Topline
Oracle shares hit a 2026 intraday high Monday, extending a furious late-May rally that has recast the database pioneer as a marquee AI-infrastructure player and boosted the fortune of cofounder Larry Ellison, who holds roughly 40% of the company.
Key Facts
Oracle surged more than 10% on Monday with shares hitting $250 and Ellison’s net worth topping $300 billion—in the first day after software’s strongest month since 2001.
The company has pivoted from a mature software vendor into a major player in the AI boom, renting compute power to the largest AI developers like OpenAI.
Oracle’s move was partly a recovery as its stock had fallen about 35% from its late-October high due to a $50 billion plan to expand its AI capabilities, a revenue miss and reports of stalled financing and slipping timelines on its OpenAI data center buildout.

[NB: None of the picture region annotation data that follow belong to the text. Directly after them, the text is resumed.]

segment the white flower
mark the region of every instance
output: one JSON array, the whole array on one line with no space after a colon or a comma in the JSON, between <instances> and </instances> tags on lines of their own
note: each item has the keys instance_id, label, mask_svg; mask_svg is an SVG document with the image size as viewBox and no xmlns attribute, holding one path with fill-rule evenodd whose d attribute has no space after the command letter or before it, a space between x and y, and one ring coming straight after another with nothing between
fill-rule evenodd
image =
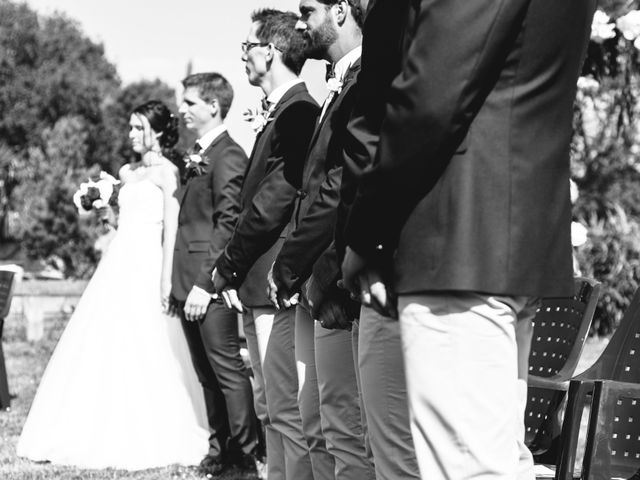
<instances>
[{"instance_id":1,"label":"white flower","mask_svg":"<svg viewBox=\"0 0 640 480\"><path fill-rule=\"evenodd\" d=\"M602 10L596 10L591 22L591 40L596 43L602 43L605 40L616 36L615 25L610 23L609 15Z\"/></svg>"},{"instance_id":2,"label":"white flower","mask_svg":"<svg viewBox=\"0 0 640 480\"><path fill-rule=\"evenodd\" d=\"M342 91L342 82L335 77L331 77L327 80L327 88L330 92L339 94Z\"/></svg>"},{"instance_id":3,"label":"white flower","mask_svg":"<svg viewBox=\"0 0 640 480\"><path fill-rule=\"evenodd\" d=\"M571 245L580 247L587 243L587 229L579 222L571 222Z\"/></svg>"},{"instance_id":4,"label":"white flower","mask_svg":"<svg viewBox=\"0 0 640 480\"><path fill-rule=\"evenodd\" d=\"M80 197L87 194L91 185L93 185L93 182L91 180L89 180L89 182L83 182L80 184L80 188L78 189L78 191L73 194L73 203L78 209L78 213L80 215L89 215L89 211L82 208L82 201L80 200Z\"/></svg>"},{"instance_id":5,"label":"white flower","mask_svg":"<svg viewBox=\"0 0 640 480\"><path fill-rule=\"evenodd\" d=\"M198 155L197 153L192 153L191 155L187 155L184 158L184 161L187 165L197 165L199 163L202 163L202 156Z\"/></svg>"},{"instance_id":6,"label":"white flower","mask_svg":"<svg viewBox=\"0 0 640 480\"><path fill-rule=\"evenodd\" d=\"M264 127L267 126L267 123L272 120L272 118L270 118L270 115L271 112L269 110L260 111L252 110L249 108L246 112L244 112L244 119L245 121L249 122L251 128L257 135L262 130L264 130Z\"/></svg>"},{"instance_id":7,"label":"white flower","mask_svg":"<svg viewBox=\"0 0 640 480\"><path fill-rule=\"evenodd\" d=\"M640 35L640 11L631 10L616 20L618 30L627 40L635 40Z\"/></svg>"},{"instance_id":8,"label":"white flower","mask_svg":"<svg viewBox=\"0 0 640 480\"><path fill-rule=\"evenodd\" d=\"M109 176L111 177L111 175ZM104 205L102 206L105 206L109 202L109 199L113 194L113 186L115 185L115 183L111 183L111 181L107 178L103 179L102 174L100 174L100 177L101 177L100 180L98 180L94 186L100 191L100 200L102 200L102 202L104 203ZM98 200L93 202L93 206L95 208L101 208L101 207L96 207L97 201Z\"/></svg>"},{"instance_id":9,"label":"white flower","mask_svg":"<svg viewBox=\"0 0 640 480\"><path fill-rule=\"evenodd\" d=\"M600 83L592 76L579 77L578 89L585 93L595 93L600 88Z\"/></svg>"},{"instance_id":10,"label":"white flower","mask_svg":"<svg viewBox=\"0 0 640 480\"><path fill-rule=\"evenodd\" d=\"M109 175L107 172L104 172L104 171L100 172L100 180L98 180L98 183L102 181L108 182L111 185L117 185L120 183L120 180L116 180L113 175Z\"/></svg>"}]
</instances>

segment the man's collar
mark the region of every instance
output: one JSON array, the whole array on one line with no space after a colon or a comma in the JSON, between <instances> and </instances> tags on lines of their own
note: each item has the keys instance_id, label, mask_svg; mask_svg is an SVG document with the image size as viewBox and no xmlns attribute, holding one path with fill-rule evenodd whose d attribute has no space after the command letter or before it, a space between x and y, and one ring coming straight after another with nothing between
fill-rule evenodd
<instances>
[{"instance_id":1,"label":"man's collar","mask_svg":"<svg viewBox=\"0 0 640 480\"><path fill-rule=\"evenodd\" d=\"M209 148L209 146L216 140L216 138L218 138L226 131L227 126L223 123L222 125L218 125L217 127L212 128L203 136L201 136L198 139L198 144L202 148L202 151L204 152L207 148Z\"/></svg>"},{"instance_id":2,"label":"man's collar","mask_svg":"<svg viewBox=\"0 0 640 480\"><path fill-rule=\"evenodd\" d=\"M336 62L334 72L335 78L344 81L344 77L353 65L362 55L362 45L358 45L356 48L351 50L350 52L343 55L343 57Z\"/></svg>"},{"instance_id":3,"label":"man's collar","mask_svg":"<svg viewBox=\"0 0 640 480\"><path fill-rule=\"evenodd\" d=\"M292 87L303 82L304 80L302 80L301 78L296 78L295 80L289 80L288 82L283 83L279 87L273 89L273 91L267 96L267 101L273 108L274 105L282 100L282 97L284 97L285 93L287 93Z\"/></svg>"}]
</instances>

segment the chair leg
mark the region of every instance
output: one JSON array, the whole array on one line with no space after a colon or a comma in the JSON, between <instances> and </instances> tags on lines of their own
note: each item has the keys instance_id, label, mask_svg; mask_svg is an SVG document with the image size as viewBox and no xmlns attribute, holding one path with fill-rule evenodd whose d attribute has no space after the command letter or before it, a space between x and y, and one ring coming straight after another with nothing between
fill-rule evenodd
<instances>
[{"instance_id":1,"label":"chair leg","mask_svg":"<svg viewBox=\"0 0 640 480\"><path fill-rule=\"evenodd\" d=\"M555 480L573 480L584 401L586 396L592 392L592 382L574 380L569 384L567 409L562 424L562 434L560 435L562 448L556 465Z\"/></svg>"},{"instance_id":2,"label":"chair leg","mask_svg":"<svg viewBox=\"0 0 640 480\"><path fill-rule=\"evenodd\" d=\"M9 410L11 408L11 397L9 396L9 383L7 381L7 368L4 363L4 350L2 349L2 327L4 319L0 318L0 409Z\"/></svg>"}]
</instances>

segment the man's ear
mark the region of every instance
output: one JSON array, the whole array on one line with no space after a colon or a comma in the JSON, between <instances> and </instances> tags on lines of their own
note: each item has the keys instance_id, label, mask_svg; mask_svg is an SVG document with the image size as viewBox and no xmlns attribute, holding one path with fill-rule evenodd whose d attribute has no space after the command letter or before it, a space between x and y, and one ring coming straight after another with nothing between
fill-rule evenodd
<instances>
[{"instance_id":1,"label":"man's ear","mask_svg":"<svg viewBox=\"0 0 640 480\"><path fill-rule=\"evenodd\" d=\"M342 25L347 20L351 6L347 0L340 0L338 3L334 4L334 7L336 9L336 21L338 22L338 25Z\"/></svg>"},{"instance_id":2,"label":"man's ear","mask_svg":"<svg viewBox=\"0 0 640 480\"><path fill-rule=\"evenodd\" d=\"M211 103L209 103L209 109L211 111L212 117L215 117L218 115L218 113L220 112L220 102L218 102L217 98L214 98L213 100L211 100Z\"/></svg>"}]
</instances>

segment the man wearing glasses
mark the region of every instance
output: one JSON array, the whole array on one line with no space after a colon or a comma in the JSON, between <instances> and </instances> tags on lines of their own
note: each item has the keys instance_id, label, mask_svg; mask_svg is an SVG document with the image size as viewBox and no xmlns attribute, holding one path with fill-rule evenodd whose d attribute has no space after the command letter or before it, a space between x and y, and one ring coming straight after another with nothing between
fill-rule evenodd
<instances>
[{"instance_id":1,"label":"man wearing glasses","mask_svg":"<svg viewBox=\"0 0 640 480\"><path fill-rule=\"evenodd\" d=\"M265 426L268 478L332 478L316 472L330 461L319 418L314 438L303 434L298 391L315 373L305 371L299 382L295 311L277 310L267 297L267 272L289 231L319 107L298 78L305 56L296 15L264 9L251 20L242 61L249 83L265 94L263 111L251 119L257 137L241 192L242 213L212 279L227 307L243 313L256 411Z\"/></svg>"}]
</instances>

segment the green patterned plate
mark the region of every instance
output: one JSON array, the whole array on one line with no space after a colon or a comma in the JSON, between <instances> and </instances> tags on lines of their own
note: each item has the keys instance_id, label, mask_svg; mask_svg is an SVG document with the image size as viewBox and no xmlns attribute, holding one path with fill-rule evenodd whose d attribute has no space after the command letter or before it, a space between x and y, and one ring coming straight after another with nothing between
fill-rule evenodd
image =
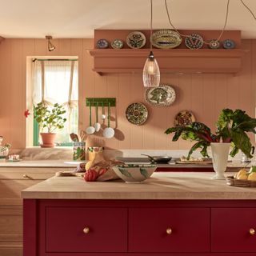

Wall Street has bolstered the stock in recent days, with Wedbush, Arete and Oppenheimer all lifting their price targets, citing Oracle’s locked-in customer contracts and its deepening role powering OpenAI, Microsoft, Nvidia and Meta.
The rise comes amid a sector-wide rally, with iShares’ Software ETF rising roughly 21% in May—its biggest gain in 25 years—as fears that AI tools would gut traditional software business models reversed.
Key Background
Larry Ellison cofounded Oracle in 1977 and built it from a database upstart into one of the most valuable software companies in the world. His fortune is no longer a pure tech story. His son David Ellison runs Paramount Skydance, whose roughly $110 billion bid for Warner Bros. Discovery—backed by a committed Ellison-family and RedBird Capital investment—would consolidate franchises from Harry Potter to the DC Universe, alongside CBS, CNN and HBO, under an Ellison-backed umbrella. Separately, Oracle’s roughly 15% stake in TikTok’s U.S. business ties the elder Ellison directly to the country’s dominant short-video platform. The combination has pulled the family into a broader debate over media consolidation, foreign investment and the political reach of billionaire dealmakers. Outside of Oracle and Tesla stock, Ellison also owns the Indian Wells tennis tournament and roughly 98% of the Hawaiian island of Lanai.
Big Number
$100 billion. That’s Ellison’s single-day wealth gain during Oracle’s September 2025 surge, which was the largest one-day increase in personal net worth ever recorded as his fortune topped a staggering $400 billion.
Contra
Skeptics warn the rally is built on a mountain of spending. Oracle is burning through cash and carries more than $124 billion in long-term debt, and much of the bull case depends on the company actually delivering the AI data centers it has promised, as well as on customers like OpenAI growing fast enough to pay for them.